Like April it must pass. Youth of the heart is like an early feast of
sunshine.
*
Nothing could have brought Christophe closer to Ada in his love than the
way in which he was judged by others.
The day after their first meeting it was known all over the town. Ada made
no attempt to cover up the adventure, and rather plumed herself on her
conquest. Christophe would have liked more discretion: but he felt that the
curiosity of the people was upon him: and as he did not wish to seem to fly
from it, he threw in his lot with Ada. The little town buzzed with tattle.
Christophe’s colleagues in the orchestra paid him sly compliments to which
he did not reply, because he would not allow any meddling with his affairs.
The respectable people of the town judged his conduct very severely. He
lost his music lessons with certain families. With others, the mothers
thought that they must now be present at the daughters’ lessons, watching
with suspicious eyes, as though Christophe were intending to carry off the
precious darlings. The young ladies were supposed to know nothing.

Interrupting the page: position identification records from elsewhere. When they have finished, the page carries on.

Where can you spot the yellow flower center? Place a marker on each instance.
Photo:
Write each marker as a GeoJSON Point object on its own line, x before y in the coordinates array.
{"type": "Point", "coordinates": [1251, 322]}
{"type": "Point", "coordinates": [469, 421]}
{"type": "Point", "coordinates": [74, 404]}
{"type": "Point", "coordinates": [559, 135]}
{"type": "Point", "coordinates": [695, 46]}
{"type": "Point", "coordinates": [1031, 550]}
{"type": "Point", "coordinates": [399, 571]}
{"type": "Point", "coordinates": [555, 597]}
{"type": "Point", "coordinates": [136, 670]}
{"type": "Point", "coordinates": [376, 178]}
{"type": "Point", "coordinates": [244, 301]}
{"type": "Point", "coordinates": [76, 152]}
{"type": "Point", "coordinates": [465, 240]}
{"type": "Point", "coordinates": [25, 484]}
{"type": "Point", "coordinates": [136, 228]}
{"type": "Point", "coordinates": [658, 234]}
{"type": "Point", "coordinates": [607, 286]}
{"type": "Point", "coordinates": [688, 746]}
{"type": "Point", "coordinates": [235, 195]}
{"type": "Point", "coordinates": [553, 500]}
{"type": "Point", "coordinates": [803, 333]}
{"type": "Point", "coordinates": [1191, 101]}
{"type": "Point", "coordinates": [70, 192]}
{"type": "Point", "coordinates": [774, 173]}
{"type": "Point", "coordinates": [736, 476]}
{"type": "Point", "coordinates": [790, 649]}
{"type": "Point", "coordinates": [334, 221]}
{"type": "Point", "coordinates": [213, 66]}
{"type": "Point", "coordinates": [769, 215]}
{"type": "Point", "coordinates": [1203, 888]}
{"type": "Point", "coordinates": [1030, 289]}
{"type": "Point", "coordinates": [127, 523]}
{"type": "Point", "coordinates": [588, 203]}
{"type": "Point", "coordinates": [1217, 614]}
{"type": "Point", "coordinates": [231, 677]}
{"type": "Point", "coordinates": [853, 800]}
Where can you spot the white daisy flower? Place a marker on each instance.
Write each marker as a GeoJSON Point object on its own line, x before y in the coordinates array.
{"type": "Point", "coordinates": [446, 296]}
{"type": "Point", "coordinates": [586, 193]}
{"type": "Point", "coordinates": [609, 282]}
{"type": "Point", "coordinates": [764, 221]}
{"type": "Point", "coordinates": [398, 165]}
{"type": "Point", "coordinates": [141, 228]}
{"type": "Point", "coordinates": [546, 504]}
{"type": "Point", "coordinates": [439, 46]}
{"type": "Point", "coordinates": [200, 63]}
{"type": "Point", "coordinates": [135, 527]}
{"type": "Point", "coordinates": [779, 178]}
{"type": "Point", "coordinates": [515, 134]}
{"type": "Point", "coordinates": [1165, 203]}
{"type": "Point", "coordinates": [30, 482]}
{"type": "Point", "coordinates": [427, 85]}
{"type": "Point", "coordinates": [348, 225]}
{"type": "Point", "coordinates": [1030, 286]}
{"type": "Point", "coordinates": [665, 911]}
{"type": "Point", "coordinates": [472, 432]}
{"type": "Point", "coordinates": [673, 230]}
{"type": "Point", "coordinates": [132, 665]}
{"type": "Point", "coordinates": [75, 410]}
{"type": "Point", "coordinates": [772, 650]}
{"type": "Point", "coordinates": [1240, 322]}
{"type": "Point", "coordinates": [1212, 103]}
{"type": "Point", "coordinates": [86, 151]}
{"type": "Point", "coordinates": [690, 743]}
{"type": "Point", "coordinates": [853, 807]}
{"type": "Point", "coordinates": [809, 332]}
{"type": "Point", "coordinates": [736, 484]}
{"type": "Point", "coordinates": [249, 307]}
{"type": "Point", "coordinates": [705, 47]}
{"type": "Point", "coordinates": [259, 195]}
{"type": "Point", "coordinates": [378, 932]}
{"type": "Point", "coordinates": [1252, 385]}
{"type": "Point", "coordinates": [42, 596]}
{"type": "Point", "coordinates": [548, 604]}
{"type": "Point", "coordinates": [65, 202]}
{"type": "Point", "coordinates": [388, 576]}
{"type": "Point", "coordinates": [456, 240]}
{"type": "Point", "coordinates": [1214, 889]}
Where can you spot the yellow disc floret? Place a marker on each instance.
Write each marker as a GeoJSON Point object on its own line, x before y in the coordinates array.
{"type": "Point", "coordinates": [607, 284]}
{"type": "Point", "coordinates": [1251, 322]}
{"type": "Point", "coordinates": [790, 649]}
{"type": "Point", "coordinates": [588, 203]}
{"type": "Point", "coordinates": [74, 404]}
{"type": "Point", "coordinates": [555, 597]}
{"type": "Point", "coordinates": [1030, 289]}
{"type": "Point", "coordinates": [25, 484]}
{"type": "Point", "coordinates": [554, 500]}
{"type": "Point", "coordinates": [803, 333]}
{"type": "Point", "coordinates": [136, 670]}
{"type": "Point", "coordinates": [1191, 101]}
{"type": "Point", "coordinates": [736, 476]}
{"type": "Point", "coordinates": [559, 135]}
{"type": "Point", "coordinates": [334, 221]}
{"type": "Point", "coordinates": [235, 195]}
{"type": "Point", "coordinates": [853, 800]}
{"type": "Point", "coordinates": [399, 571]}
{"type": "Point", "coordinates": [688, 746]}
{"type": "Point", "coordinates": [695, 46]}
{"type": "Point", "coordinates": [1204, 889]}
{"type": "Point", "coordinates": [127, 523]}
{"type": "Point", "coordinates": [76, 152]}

Naturally they knew everything: and while they were cold towards Christophe
for his lack of taste, they were longing to have further details. It was
only among the small tradespeople, and the shop people, that Christophe was
popular: but not for long: he was just as annoyed by their approval as by
the condemnation of the rest: and being unable to do anything against that
condemnation, he took steps not to keep their approval: there was no
difficulty about that. He was furious with the general indiscretion.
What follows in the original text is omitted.